As adjuvant therapy for high-risk stage III melanoma, 200 mg of pembrolizumab administered every 3 weeks for up to 1 year resulted in significantly longer recurrence-free survival than placebo, with no new toxic effects identified. (Funded by Merck; ClinicalTrials.gov number, NCT02362594 ; EudraCT number, 2014-004944-37 .).
程序性死亡 1(PD-1)抑制剂派姆单抗已被发现可延长晚期黑色素瘤患者的无进展生存期和总生存期。我们进行了一项 3 期双盲试验,以评估派姆单抗作为完全切除的高危 III 期黑色素瘤患者的辅助治疗。
完全切除的 III 期黑色素瘤患者按癌症分期和地理区域分层,随机接受 200mg 派姆单抗(514 例)或安慰剂(505 例)静脉输注,每 3 周 1 次,共 18 次(约 1 年),直至疾病复发或出现不可接受的毒性作用。总意向治疗人群和 PD-1 配体(PD-L1)阳性癌症患者亚组的无复发生存是主要终点。还评估了安全性。
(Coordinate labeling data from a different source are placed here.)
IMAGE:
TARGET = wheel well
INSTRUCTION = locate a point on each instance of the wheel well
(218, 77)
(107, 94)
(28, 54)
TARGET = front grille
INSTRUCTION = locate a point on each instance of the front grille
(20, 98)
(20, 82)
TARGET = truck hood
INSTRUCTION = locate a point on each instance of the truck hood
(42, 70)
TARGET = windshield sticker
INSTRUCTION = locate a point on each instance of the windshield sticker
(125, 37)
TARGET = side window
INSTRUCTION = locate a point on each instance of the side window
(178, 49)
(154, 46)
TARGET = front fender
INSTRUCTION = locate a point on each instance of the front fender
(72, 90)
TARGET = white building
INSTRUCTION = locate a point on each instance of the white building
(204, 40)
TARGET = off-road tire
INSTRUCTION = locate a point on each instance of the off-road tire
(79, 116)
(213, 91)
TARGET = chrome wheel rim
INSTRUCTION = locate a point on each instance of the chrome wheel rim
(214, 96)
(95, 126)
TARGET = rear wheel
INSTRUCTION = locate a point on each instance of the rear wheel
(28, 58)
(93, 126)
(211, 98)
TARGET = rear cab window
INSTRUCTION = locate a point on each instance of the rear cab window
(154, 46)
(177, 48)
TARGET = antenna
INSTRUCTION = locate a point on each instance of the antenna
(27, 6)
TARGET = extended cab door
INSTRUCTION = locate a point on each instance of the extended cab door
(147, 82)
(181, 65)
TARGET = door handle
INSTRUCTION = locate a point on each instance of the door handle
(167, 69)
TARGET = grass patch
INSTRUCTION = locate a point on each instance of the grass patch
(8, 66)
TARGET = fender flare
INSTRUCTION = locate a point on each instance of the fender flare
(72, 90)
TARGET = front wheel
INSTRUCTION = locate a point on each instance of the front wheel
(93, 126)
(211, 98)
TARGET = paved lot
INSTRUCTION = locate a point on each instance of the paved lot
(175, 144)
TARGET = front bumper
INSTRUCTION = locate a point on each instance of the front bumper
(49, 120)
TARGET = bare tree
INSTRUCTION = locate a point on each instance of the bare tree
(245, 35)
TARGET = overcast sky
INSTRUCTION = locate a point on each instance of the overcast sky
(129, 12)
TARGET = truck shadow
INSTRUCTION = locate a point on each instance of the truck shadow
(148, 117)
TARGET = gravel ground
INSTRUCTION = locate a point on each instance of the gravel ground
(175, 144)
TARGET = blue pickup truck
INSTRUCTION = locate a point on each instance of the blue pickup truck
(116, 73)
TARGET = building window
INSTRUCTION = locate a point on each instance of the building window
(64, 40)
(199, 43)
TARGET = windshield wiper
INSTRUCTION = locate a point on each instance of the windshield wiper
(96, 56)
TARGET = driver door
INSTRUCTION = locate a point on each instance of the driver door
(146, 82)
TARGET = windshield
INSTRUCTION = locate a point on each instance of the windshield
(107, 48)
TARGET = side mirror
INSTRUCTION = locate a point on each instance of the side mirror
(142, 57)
中位随访 15 个月时,与安慰剂相比,派姆单抗在总意向治疗人群中显著延长了无复发生存期(1 年无复发生存率,75.4%[95%可信区间,71.3 至 78.9]vs.61.0%[95%可信区间,56.5 至 65.1];复发或死亡的风险比为 0.57;98.4%可信区间,0.43 至 0.74;P<0.001)和 853 例 PD-L1 阳性肿瘤患者亚组(1 年无复发生存率,派姆单抗组为 77.1%[95%可信区间,72.7 至 80.9],安慰剂组为 62.6%[95%可信区间,57.7 至 67.0];风险比,0.54;95%可信区间,0.42 至 0.69;P<0.001)。派姆单抗组 14.7%的患者和安慰剂组 3.4%的患者报告了与试验方案相关的 3 级至 5 级不良事件。派姆单抗组有 1 例治疗相关的肌炎死亡。
作为高危 III 期黑色素瘤的辅助治疗,每 3 周给予 200mg 派姆单抗治疗 1 年可显著延长无复发生存期,未发现新的毒性作用。(由默克公司资助;临床试验.gov 编号,NCT02362594;EudraCT 编号,2014-004944-37)。